Thoki shrugged. This sudden outburst from Lor was probably another one of the giant’s strange fancies.
“JORM!!” Thoki screamed again, as loud as he could.
He kept screaming long after the pearl grey sky had turned to a bruised red and the lights of police boats winked on the horizon. Thoki was disheveled and pale by now, with red-rimmed eyes and hollow cheeks. He was cold, he was starving (literally), he hadn’t slept in ages, but his eyes were still ablaze with a mad fervor as he called out to his half-brother.
“YES! Jeez! What is it?” came a voice from further inside the cave. Jormungandr was once again in his human form, looking like a green-haired hipster with serpentine eyes. He wore another black fitted t-shirt over his marble chest; it bore the puzzling legend “SWEEP THE LEG.” Thoki paused a half second to wonder where the HELL Jorm got all these shirts.

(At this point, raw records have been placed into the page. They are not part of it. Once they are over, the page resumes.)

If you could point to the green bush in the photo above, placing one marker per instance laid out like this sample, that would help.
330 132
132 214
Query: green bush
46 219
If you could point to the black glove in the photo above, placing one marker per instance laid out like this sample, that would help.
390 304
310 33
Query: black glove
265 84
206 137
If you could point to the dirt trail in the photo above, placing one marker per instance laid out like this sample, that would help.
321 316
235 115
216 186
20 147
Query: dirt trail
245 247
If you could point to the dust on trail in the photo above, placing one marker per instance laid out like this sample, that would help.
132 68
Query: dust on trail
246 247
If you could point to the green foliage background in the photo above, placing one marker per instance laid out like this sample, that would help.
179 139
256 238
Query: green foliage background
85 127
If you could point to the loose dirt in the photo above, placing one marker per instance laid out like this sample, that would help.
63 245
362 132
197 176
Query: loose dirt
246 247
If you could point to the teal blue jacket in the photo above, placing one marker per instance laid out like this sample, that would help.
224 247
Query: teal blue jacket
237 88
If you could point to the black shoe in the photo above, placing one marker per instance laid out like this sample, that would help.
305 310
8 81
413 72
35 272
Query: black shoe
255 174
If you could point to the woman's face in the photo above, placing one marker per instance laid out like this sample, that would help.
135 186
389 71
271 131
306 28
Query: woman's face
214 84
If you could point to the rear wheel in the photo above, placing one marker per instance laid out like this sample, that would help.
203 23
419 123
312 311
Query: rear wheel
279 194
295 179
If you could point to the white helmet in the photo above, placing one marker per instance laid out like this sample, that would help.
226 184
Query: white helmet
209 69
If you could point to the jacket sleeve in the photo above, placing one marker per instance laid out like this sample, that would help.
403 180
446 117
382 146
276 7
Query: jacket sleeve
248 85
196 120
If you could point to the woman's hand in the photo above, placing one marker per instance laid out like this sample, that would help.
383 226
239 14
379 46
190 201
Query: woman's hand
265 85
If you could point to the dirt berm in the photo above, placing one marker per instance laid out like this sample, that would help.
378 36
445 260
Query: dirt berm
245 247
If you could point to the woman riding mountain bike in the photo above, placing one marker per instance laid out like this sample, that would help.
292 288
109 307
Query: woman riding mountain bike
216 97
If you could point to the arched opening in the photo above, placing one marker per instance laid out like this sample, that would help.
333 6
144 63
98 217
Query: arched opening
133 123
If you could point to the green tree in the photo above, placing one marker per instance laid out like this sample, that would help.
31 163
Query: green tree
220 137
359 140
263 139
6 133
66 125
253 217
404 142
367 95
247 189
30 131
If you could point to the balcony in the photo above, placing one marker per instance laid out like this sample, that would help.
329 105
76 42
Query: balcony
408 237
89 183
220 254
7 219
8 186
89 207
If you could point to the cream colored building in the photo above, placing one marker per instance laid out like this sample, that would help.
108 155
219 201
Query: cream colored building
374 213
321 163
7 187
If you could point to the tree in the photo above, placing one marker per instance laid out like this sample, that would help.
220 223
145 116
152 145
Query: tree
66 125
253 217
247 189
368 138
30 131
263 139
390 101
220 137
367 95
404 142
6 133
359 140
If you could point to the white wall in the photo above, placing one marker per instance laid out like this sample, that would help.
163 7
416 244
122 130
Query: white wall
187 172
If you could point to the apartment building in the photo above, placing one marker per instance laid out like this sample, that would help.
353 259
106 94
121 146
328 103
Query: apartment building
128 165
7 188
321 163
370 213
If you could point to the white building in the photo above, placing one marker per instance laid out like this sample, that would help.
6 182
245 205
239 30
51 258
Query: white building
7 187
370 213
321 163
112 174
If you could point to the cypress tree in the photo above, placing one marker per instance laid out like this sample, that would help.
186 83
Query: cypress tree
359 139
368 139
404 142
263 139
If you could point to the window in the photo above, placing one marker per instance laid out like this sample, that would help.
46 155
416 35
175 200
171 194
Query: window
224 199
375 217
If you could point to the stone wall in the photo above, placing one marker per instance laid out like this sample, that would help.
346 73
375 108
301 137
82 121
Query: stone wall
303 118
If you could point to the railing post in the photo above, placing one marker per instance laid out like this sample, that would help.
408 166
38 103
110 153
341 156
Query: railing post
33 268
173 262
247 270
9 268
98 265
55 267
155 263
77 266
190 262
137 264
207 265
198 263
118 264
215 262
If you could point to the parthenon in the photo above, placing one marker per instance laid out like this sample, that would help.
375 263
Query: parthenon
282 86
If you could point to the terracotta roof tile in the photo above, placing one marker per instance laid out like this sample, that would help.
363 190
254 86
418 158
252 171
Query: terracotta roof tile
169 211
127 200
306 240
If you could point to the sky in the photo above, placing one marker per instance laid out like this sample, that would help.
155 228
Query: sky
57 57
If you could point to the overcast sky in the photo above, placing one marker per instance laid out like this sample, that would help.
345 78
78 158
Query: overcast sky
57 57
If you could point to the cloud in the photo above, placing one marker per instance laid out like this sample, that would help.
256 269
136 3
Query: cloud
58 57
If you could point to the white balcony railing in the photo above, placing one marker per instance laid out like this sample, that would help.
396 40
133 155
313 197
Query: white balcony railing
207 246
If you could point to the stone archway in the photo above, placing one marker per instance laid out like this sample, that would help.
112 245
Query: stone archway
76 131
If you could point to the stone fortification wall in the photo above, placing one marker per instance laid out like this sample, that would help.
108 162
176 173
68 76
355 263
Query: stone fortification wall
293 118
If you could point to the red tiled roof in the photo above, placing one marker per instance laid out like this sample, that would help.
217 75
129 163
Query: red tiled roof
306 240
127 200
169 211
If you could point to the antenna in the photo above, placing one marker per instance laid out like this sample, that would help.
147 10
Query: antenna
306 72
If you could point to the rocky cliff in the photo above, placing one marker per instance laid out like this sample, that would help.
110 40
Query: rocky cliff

“Hey! You got me some good stuff this time!” said Jorm, brightening as he examined the bottle of gin. He then caught sight of Thoki’s expression and his grin fell.
“What’s goin’ on?” Jorm asked, stepping back a little.
“I need to get to Egypt, and you are going to take me. NOW,” said Thoki in a hoarse voice.
Jorm shook his head, “Nuh-uh! There’s no frakking way. I don’t do passengers!”
“Oh, you’re going to. One way or another,” croaked Thoki.
“How? Are you going to set your giant on me?” said Jorm, glancing at the Jotun with disinterest.
“No. I’ll fight you myself.”
“You’re kidding me, right?” said Jorm. He laughed, but it didn’t sound convincing. Something about Thoki was bothering Jorm. He’d never seen him this focused before. The little man seemed bigger, somehow. He was still a scant 4’11, and had the build of a prepubescent girl, but there was a power underneath his shivering wet frame. In his human form, Jormungandr was as strong as ten Lors but against all reason, he was nervous.
“You don’t fight,” Jorm said eventually, in the hope that Thoki would remember this too.
“If you want to test that theory, go right ahead,” said Thoki with a smile. Baldur’s words from over a millennium ago echoed in his head.
“You will never be a great warrior, and… I think that you don’t want to be, either”
You were wrong, Baldur, thought Thoki. I didn’t want to be a great warrior… because I had nothing to fight for… but now I do.